Etika mengabdi kepada raja, jika ditaati akan menyebabkan seorang abdi
mudah naik pangkat. Hal ini seperti diterakan dalam Serat Panitisastra,
“kalawan wong wus limpad wredining, sastra iku ngresepaken manah, ing raja glis
pangundange”. Artinya apabila bawahan tahu sastra (etika) akan dianggap
memiliki kelebihan di hadapan raja. Bawahan tersebut akan diangkat
kedudukannya. Itulah sebabnya, cara duduk, cara kerja, keberanian, dan segala
kepandaiannya akan dipertimbangkan oleh raja.

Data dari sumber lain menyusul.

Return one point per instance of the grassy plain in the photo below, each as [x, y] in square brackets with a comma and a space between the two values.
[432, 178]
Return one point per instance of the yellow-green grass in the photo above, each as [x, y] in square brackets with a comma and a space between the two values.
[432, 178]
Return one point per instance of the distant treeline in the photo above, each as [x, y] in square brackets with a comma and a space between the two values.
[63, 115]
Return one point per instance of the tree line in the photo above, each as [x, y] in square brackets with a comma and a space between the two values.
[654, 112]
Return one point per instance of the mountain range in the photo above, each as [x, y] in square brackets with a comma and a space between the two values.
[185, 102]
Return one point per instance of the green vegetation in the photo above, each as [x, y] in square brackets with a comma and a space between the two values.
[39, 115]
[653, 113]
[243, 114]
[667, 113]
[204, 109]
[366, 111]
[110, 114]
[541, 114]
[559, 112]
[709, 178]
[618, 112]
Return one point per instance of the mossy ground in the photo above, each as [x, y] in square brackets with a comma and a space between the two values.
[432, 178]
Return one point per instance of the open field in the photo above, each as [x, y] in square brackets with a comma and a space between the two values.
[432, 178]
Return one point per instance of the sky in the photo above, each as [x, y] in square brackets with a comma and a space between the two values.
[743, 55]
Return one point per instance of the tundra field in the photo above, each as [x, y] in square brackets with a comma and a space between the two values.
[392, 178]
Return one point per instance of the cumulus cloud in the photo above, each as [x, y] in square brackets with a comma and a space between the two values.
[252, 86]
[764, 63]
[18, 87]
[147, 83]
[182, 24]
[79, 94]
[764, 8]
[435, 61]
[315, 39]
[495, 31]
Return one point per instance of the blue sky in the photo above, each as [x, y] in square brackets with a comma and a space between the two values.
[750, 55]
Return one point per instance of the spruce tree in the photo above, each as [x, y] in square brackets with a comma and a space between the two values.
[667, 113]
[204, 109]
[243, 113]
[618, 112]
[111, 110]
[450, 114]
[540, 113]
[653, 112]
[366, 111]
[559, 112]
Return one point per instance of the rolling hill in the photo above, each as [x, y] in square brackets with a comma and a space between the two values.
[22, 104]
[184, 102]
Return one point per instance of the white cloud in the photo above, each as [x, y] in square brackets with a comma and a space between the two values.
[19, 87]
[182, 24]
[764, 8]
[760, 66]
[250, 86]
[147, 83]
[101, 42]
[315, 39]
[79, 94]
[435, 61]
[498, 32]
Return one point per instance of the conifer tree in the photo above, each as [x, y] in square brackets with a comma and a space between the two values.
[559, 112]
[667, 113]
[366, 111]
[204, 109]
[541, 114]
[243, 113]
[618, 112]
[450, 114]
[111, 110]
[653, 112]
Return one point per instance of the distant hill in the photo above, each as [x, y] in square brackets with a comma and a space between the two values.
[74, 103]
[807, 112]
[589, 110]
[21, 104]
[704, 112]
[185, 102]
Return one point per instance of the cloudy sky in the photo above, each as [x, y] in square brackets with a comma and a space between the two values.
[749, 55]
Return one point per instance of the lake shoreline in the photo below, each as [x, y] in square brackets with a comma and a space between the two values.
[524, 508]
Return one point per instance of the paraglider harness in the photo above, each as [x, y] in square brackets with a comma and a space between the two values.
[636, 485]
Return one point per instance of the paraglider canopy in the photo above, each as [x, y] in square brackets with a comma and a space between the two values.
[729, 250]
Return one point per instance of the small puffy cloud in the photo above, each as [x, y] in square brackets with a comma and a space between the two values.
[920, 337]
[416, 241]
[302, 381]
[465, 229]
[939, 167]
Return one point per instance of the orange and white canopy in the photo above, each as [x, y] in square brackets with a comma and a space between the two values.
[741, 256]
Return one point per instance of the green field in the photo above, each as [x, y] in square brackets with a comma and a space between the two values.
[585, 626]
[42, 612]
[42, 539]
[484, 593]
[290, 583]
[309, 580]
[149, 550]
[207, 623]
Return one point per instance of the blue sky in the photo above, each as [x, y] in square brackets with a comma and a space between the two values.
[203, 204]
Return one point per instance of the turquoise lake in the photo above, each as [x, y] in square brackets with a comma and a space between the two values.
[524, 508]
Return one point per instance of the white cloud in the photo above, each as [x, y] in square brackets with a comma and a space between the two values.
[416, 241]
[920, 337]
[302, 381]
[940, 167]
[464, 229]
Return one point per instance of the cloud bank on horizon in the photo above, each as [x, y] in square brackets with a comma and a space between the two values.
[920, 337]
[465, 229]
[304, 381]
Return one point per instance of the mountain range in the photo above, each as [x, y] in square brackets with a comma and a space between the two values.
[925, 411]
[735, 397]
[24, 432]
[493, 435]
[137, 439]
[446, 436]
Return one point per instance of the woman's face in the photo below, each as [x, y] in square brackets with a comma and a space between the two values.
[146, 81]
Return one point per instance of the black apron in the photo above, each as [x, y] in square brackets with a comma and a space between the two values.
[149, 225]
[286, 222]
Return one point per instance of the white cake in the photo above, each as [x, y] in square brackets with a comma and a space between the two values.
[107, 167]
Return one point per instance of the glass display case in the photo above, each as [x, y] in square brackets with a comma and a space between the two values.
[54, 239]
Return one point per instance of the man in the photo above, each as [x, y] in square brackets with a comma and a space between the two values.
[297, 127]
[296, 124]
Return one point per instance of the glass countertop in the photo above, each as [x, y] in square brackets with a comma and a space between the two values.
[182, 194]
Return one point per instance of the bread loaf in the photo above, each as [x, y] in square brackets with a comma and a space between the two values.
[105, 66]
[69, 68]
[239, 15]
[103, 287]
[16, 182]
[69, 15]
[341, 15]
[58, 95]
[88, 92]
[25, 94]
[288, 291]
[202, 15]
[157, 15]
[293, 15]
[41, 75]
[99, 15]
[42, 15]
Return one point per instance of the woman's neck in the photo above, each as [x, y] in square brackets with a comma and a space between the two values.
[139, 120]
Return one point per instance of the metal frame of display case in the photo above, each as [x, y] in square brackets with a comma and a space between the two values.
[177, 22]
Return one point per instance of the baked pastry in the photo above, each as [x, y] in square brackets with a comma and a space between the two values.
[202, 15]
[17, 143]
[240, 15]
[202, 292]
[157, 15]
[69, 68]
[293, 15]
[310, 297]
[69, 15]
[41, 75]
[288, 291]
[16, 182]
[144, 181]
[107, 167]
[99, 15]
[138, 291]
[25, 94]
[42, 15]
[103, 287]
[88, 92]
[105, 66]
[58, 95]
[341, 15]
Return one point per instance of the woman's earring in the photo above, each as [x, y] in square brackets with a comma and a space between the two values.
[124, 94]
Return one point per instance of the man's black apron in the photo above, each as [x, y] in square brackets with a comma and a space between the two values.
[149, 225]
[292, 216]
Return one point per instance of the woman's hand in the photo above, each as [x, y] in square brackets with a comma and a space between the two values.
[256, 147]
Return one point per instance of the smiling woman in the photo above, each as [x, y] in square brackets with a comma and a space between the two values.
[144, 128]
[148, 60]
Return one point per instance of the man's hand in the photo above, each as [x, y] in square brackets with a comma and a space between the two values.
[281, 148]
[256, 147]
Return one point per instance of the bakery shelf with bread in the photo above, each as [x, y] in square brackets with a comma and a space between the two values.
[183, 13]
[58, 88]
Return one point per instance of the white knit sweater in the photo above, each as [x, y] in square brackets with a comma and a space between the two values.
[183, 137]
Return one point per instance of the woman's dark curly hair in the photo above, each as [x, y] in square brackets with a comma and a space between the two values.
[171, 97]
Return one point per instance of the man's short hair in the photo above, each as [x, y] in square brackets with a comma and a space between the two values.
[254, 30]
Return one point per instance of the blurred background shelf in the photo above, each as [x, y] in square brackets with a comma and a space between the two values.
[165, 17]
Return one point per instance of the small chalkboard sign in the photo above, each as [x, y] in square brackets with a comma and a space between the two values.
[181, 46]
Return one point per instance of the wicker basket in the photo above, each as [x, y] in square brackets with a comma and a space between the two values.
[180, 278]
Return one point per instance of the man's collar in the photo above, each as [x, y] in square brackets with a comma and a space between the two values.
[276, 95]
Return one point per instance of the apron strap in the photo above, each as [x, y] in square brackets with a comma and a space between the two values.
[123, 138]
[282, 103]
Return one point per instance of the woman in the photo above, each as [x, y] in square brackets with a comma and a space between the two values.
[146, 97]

Itulah sebabnya, apapun yang
menjadi aturan raja hendaknya ditaati karena raja adalah wakil Tuhan. Bawahan
juga harus bersikap jujur di hadapan raja. Kalaupun harus dibunuh oleh raja
karena dipersalahkan atas kejujurannya, ia akan masuk surga.
c.
Etika anak dan istri
Seorang anak diharapkan berpegang pada etika, antara lain: (a) ingat (eling)
terhadap perjuangan leluhurnya (ayahnya) dan percaya diri, (b) mendo’akan
anak-ananknya, semoga anaknya bisa meneruskan perjuangan orangtuanya, (c)
memberikan pertimbangan tentang pernikahan anaknya, yani harus mendapatkan
jodoh yang seimbang kedudukannya, (d) harus memiliki rumah atas ushanya
sendiri, (e) harus memiliki kedudukan yang pasti, (f) sudah mempunyai kebiwaan
yang besar, (g) hendaknya bersikap narima ing pandum, menerima pemberian
Tuhan denga ikhlas dan (h) selalu bersyukur.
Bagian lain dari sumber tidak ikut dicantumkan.